A medida que la obra se acerca a su final, y la libra de carne de Antonio al cuchillo, también la justicia ha de acercarse a la venganza. Cristopher Marlowe renunció a la sutileza al proponer esa alianza imposible entre cristianos y turcos en su obra El judío de Malta (1590). Y Shakespeare tomó al menos un rodeo más digno. Primero, tornando las razones de la enemistad entre Antonio y el prestamista judío, que pese al memorial de agravios literalmente escupidos que Shylock recordara, pasa a ser, en boca de Antonio, como “muy bien conozco sus motivos:/ a menudo he librado de sus garras/ a muchos que vinieron, afligidos, a pedírmelo./ Por eso me odia”.
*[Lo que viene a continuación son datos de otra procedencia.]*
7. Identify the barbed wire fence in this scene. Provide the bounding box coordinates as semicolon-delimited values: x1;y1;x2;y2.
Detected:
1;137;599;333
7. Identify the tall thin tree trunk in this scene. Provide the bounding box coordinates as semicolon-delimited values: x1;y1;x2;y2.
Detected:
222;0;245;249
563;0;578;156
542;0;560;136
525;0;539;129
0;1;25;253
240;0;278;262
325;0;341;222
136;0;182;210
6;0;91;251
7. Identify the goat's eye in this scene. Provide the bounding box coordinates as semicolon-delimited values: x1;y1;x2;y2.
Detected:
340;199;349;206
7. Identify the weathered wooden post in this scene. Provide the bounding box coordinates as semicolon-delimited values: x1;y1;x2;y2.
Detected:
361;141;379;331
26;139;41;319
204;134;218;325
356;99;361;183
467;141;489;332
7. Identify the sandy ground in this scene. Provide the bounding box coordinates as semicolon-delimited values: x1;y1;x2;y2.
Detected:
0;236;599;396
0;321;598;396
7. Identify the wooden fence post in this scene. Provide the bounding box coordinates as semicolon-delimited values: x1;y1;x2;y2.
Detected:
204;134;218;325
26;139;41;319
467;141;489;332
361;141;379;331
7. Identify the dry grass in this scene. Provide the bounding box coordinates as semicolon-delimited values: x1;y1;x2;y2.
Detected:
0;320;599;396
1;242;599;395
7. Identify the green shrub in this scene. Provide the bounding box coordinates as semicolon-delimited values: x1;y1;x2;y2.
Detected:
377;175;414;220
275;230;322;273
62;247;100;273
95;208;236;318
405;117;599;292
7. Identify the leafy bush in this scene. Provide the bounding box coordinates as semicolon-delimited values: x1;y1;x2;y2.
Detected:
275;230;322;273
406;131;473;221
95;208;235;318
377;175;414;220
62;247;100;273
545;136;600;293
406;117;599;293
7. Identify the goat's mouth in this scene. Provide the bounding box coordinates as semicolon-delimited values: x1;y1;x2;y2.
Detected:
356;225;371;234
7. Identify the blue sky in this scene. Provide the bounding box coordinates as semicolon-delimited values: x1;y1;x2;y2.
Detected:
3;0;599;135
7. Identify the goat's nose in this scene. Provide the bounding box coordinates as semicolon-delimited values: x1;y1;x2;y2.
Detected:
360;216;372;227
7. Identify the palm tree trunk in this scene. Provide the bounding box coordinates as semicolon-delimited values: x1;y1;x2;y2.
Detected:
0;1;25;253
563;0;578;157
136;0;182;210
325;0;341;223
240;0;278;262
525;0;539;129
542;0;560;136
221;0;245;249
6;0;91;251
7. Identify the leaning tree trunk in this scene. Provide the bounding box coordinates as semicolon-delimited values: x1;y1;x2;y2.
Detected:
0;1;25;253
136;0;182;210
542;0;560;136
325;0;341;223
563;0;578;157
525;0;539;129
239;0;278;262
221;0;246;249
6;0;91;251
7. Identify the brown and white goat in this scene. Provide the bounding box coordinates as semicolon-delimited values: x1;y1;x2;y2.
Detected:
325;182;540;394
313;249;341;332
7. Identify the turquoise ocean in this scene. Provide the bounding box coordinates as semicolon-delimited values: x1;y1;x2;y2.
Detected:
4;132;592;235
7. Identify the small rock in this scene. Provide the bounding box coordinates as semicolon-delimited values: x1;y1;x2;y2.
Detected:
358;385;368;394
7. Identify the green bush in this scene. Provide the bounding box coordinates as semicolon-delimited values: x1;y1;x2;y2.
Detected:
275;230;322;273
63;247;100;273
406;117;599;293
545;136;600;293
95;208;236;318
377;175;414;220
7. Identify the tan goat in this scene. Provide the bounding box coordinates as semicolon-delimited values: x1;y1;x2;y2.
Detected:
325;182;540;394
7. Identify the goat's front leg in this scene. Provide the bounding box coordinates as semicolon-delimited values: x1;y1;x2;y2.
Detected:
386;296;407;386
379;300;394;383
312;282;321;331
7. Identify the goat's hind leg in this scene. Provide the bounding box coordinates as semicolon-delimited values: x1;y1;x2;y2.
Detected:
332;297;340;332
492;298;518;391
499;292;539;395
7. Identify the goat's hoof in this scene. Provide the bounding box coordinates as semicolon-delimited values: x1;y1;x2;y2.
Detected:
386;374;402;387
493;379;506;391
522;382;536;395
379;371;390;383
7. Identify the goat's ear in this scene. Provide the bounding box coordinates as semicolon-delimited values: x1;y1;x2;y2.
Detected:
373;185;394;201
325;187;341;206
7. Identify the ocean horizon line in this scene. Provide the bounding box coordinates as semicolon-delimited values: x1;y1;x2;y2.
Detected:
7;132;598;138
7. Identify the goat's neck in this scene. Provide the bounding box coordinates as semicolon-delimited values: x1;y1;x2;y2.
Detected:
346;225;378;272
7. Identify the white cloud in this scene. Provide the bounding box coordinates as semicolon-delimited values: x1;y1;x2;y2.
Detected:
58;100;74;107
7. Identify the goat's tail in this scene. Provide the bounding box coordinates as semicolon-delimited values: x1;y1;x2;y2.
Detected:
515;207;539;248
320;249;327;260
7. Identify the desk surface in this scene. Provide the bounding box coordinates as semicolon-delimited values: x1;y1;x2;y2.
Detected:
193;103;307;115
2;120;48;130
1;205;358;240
Después, ya a las puertas del juicio, en boca ecuánime del dux de Venecia resulta –“estar aquí para responder/ a un adversario de piedra, a un cruel miserable,/ incapaz de piedad, vacío, y que no tiene/ ni un solo gramo de compasión”. Se permite sugerir la condonación de la deuda dadas las desdichas que se acumulan sobre el deudor, merecedora de arrancar compasión “hasta de los más obstinados turcos”, salvo quizá cuando aparecen en otra obra sobre judíos.
El rodeo es tan amplio que pasa también por lo que Shylock tiene que decir del sentido de la justicia veneciana: “hay entre vosotros muchos a quienes compráis como esclavos,/ a quienes como asnos, perros, mulas/ hacéis trabajar en las tareas más serviles y abyectas/ solo porque habéis pagado por ellos. ¿He de ser yo quien diga/ que los dejéis en libertad, que los caséis con vuestras hijas,/ quien pregunte por qué bajo su carga sudan, y por qué/ no son sus camas blandas como las vuestras?”.
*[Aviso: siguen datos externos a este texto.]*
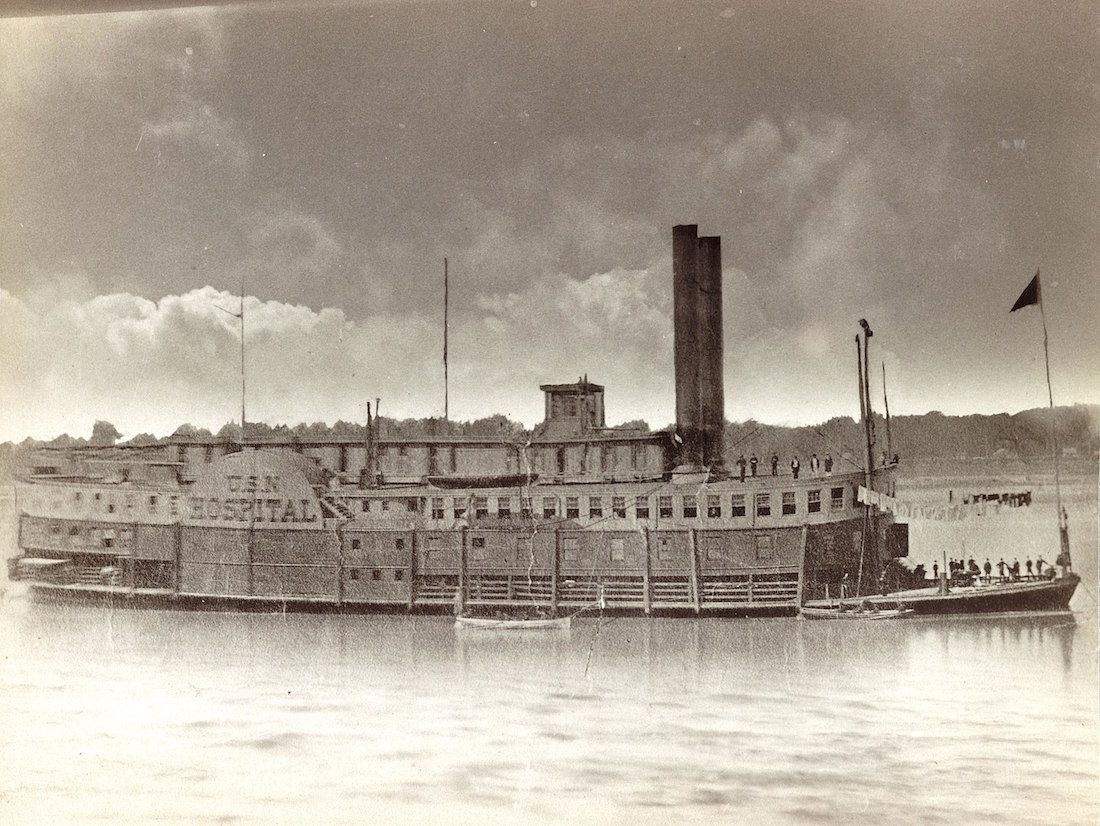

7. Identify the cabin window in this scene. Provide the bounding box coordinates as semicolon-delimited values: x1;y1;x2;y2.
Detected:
612;497;626;518
755;534;775;560
103;537;114;548
361;500;370;512
566;497;579;519
497;498;512;519
426;536;441;551
338;446;348;473
543;497;557;519
432;498;445;519
474;497;489;519
74;491;82;502
394;569;405;582
521;498;532;519
515;535;533;560
350;569;360;581
556;447;566;474
657;537;674;560
449;447;457;472
49;523;61;535
658;496;673;519
563;537;579;562
682;495;697;519
94;492;101;501
755;493;771;517
635;496;650;519
707;495;721;518
453;501;466;520
351;538;361;550
394;537;405;551
831;487;845;511
381;499;391;512
808;490;822;513
406;498;418;513
588;497;603;519
107;503;116;514
610;537;626;562
69;526;80;536
782;492;796;516
398;445;408;457
705;538;725;561
204;445;215;462
372;569;382;581
471;536;486;549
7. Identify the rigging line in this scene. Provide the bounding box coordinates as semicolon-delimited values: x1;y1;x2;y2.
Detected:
812;429;865;472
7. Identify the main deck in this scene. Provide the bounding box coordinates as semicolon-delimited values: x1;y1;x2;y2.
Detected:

El honorable mercader veneciano Antonio ve hundirse sus barcos y con ellos la posibilidad de devolver lo prestado. Y aún así Shylock, no hay que decirlo, pierde. A pesar del contrato. La estratagema que Shakespeare heredó de Giovanni Fiorentino, Alexandre Sylvane o Anthony Munday es conceder al judío la libra de carne pero obligarle a hacerlo sin derramar una gota de sangre, dado que el contrato no lo recoge. Pero los judíos venecianos en el siglo XV podían prestar dinero a un 10 o 12% de interés. Shylock habría podido aducir que la sangre de Antonio era ese interés pactado.
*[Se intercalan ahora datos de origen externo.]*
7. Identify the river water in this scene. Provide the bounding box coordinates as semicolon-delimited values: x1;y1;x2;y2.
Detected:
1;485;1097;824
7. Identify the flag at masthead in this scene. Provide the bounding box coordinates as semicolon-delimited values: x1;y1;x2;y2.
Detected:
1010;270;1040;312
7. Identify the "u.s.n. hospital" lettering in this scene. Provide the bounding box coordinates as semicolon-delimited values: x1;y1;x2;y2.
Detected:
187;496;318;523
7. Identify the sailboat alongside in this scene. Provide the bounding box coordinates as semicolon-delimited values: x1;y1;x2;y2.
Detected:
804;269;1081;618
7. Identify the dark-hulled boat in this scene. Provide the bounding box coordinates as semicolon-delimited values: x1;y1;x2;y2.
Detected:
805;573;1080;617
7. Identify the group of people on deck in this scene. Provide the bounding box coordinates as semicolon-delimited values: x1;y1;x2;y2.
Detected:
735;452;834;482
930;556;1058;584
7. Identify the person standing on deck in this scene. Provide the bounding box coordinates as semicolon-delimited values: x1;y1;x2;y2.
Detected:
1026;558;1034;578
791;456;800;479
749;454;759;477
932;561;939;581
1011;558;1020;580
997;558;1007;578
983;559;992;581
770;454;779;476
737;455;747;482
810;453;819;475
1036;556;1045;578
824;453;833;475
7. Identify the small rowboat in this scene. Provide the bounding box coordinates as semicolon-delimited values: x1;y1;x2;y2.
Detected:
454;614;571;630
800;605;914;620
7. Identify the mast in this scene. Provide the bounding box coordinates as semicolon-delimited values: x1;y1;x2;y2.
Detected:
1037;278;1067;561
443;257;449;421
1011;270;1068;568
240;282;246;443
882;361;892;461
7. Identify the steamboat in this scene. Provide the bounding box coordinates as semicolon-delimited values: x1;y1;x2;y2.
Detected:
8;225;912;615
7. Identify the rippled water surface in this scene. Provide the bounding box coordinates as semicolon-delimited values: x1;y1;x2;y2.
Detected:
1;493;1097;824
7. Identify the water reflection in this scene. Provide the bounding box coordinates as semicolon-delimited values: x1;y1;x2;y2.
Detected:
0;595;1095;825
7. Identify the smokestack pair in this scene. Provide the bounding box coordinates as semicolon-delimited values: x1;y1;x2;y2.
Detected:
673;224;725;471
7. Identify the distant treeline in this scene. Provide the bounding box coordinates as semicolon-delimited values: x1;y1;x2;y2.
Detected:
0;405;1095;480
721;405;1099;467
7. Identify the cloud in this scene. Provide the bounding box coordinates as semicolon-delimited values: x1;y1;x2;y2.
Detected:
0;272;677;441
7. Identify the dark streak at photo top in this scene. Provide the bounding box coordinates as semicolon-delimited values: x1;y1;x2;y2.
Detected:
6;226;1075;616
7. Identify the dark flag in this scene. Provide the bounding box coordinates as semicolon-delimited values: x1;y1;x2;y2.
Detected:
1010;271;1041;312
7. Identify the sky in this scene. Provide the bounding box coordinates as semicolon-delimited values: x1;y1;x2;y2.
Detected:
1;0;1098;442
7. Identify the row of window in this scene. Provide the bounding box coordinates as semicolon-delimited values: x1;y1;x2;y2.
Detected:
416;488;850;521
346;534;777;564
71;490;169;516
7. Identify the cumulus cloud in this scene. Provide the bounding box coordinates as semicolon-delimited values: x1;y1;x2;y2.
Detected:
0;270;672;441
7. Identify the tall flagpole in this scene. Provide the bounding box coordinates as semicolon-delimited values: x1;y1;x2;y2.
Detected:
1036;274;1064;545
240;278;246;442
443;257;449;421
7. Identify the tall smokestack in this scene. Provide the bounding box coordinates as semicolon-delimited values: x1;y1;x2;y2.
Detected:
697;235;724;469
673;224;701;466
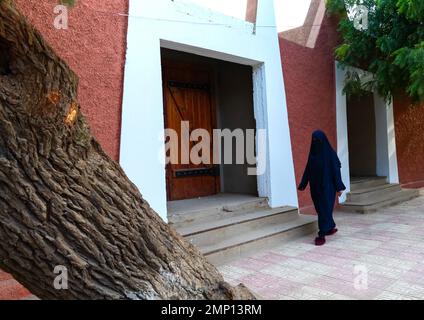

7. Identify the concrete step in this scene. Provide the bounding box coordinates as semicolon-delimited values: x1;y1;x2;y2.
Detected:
346;183;402;203
341;189;420;214
169;196;268;229
182;206;299;248
169;194;317;266
201;214;317;265
350;176;387;191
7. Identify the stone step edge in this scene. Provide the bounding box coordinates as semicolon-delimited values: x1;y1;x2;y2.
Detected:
348;183;400;195
178;206;298;237
169;197;269;224
350;176;387;184
170;197;268;217
200;215;317;256
341;189;420;209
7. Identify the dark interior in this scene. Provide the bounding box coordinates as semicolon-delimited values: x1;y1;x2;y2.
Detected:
347;92;377;177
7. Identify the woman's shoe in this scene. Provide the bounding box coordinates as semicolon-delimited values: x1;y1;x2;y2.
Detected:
326;228;338;236
315;236;326;246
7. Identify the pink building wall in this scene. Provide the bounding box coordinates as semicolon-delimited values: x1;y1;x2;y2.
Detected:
15;0;128;161
394;96;424;189
1;0;423;301
280;11;424;212
279;16;341;212
0;0;128;300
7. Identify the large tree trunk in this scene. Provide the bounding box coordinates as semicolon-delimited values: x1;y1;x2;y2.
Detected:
0;1;254;300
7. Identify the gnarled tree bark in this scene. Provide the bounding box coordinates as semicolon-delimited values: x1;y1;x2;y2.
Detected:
0;0;254;300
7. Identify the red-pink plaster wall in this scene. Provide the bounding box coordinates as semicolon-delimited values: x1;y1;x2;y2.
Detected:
394;95;424;189
15;0;129;161
279;16;341;212
0;0;128;300
0;270;32;300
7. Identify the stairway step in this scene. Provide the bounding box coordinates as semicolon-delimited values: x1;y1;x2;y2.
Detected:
178;206;297;236
344;188;415;206
347;183;401;203
183;207;299;248
200;215;317;265
169;196;268;228
350;176;387;191
341;189;420;214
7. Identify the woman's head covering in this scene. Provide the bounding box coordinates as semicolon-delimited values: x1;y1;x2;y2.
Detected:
307;130;341;188
309;130;338;158
311;132;324;156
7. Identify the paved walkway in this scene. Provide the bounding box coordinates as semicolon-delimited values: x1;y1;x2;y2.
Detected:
219;192;424;300
2;192;424;300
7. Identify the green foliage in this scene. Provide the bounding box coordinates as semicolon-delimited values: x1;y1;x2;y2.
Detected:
326;0;424;102
397;0;424;21
60;0;76;7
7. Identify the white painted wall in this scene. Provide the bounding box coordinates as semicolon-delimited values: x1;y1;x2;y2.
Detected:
335;62;351;203
374;94;399;184
187;0;248;20
120;0;298;220
335;62;400;203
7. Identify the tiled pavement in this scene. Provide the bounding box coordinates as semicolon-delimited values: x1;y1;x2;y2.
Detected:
1;192;424;300
219;191;424;300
La inventiva debía levantar, como hoy, alivio entre la audiencia. Pero es un robo gigantesco e impune. El primero de varios. Acto seguido se le exige que corte con precisión, pues de seccionar un gramo más o menos, el judío morirá y sus bienes serán embargados. Y cuando Shylock lo entiende es porque bracea en el mismo caldero ardiente que el Barrabás pintado groseramente por Marlowe: al desistir del cobro, en especie o en dinero (cosa que también se le deniega), se le notifica que por atentar, directa o indirecta, contra la vida de un ciudadano de la República, acaba de perder todos sus bienes, y la vida si su deudor así lo quiere.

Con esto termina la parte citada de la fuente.